Jelenko - "Myth of Malham"

This last bank holiday weekend, 136 yachts and 900 crewmembers from all over the world competed in the Royal Ocean Racing Club's Myth of Malham race, a 236 nautical mile classic. The course started from the Royal Yacht Squadron line at 0800 on the 25th May, the starts were staggered by 10 minute intervals with the IRC 4 Fleet leading the way, following on was IRC 3, 2 &1 (the fastest fleet). The course was simple round “Eddystone lighthouse” to port and finish at “North head buoy “ about a mile from Hurst castle.

A huge variety of boats took part including; hi-tech racing yachts, multihulls, performance cruising yachts and classic designs including a notable entry was the 53ft ketch Gipsy Moth IV, which will be raced by Ricky Chalmers. In 1966-67, Sir Francis Chichester circumnavigated with Gipsy Moth IV in 274 days, setting the fastest voyage around the world by any small vessel. World Class professional sailors and passionate Corinthians competed in a very challenging race. 36 teams also raced Two-Handed in what is becoming very popular amongst off shore yachtsmen.

Weather conditions were very light for the start of the race a high pressure system of 1020 mb brought light North westerly winds and only 2 hours of a ebbing tide remained before the fleet could clear Hurst castle. This was not the case however the wind backed to a westerly direction and increased to about 15 kts the entire fleet ended tacking towards the castle all biding for the shallow waters on the North shores of the Solent.

Throughout the 1st day once clear of Hurst the fleet spilt, tactical decisions were now the order of the day. We decided to play it safe and stay clear of St Albans! A mistake, maybe! And this became the trend, what do we do about the headlands and there are a few- Portland Bill, Start point all very strategic and important. To quote a very famous comment from Sir Robin “this is like playing a game of golf with lots of holes and even more bunkers”.

Eventually after a very long night beating towards the “Eddystone” we finally rounded at 11:43 on Sunday morning in 25 kts of breeze. The wind remained roughly the same from 270- 300 degrees, however the barometer had dropped 7 mb in 24 hrs so alarm bells were ringing! But confident that we were running away from a pending depression we hoisted our smallest spinnaker and began the 115-mile reach to the finish line. To say this was sporting was an under estimate, surfing on big seas with a boat speed in excess of 15 knots was a big adrenalin buzz but it does have its dangers.

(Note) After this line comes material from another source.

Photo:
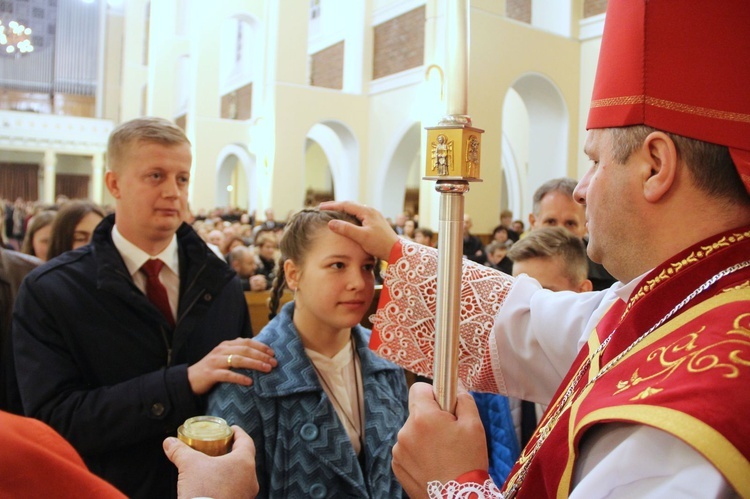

In two-handed sailing you are allowed to use the autopilot (AP) however we have learnt the limitations of this system. So above 15 kts of true wind its hands on the wheel, this is hard work constantly aware of the dangers of an inadvertent gybe.

Of note we have recently installed a gybe easy system, this works on the same principle as a rock climber’s abseil equipment in that by friction it slows down the gybe and eliminates the job of the mainsheet trimmer, this also acts as a preventer.

At 03:40 on Monday 27th May we crossed the finish line making 12 kts in the dark still flying our spinnaker. All that remained was to get the spinnaker down safely – not an easy thing to do double handed in moderate winds. We then turned “Jelenko” around and set course for Weymouth. Relief and satisfaction was the order of the day, we had achieved our goal completing 300 miles off shore racing in two of the major qualifying races for this years 2019 “Fastnet” race.

The results were almost immaterial but for the record “Jelenko” finished:

18/36 in the two handed race
23/37 IRC 3
79/134 Overall

A total of 9 boats retired from the race including a hot favourite French boat “Raging Bee 2”.

So what have we learnt?

1. Sleep management – we don’t keep a strict watch routine. Mainly because we both have other duties: Cooking/ Tactics Nav etc. What seems to work is we both do an hour on hour off routine – in quite times you could get 2 hrs off. However we are both aware of banking sleep credits, which is very important to reduce fatigue.

2. Food + Water intake. Can be easily forgotten, it is so important to eat and drink as much nutritious food as possible. Even more so as a double-handed crew – fruit and high-energy drinks seem to help.

3. Always brief major events before carrying them out, basically talk through everything – i.e. Tacks, Spinnaker hoists/drops –Gybes, knowing when to reef or shake them out. Take your time – you have to remember that you are not sailing around Weymouth bay with 7 other crewmembers on the boat – if we cock up we have to sort it out. So we tend to do things in a much more methodical way.

So “Fastnet 2019” August 03rd – why not take a trip to Portland Bill and wave at us on our way to the famous rock?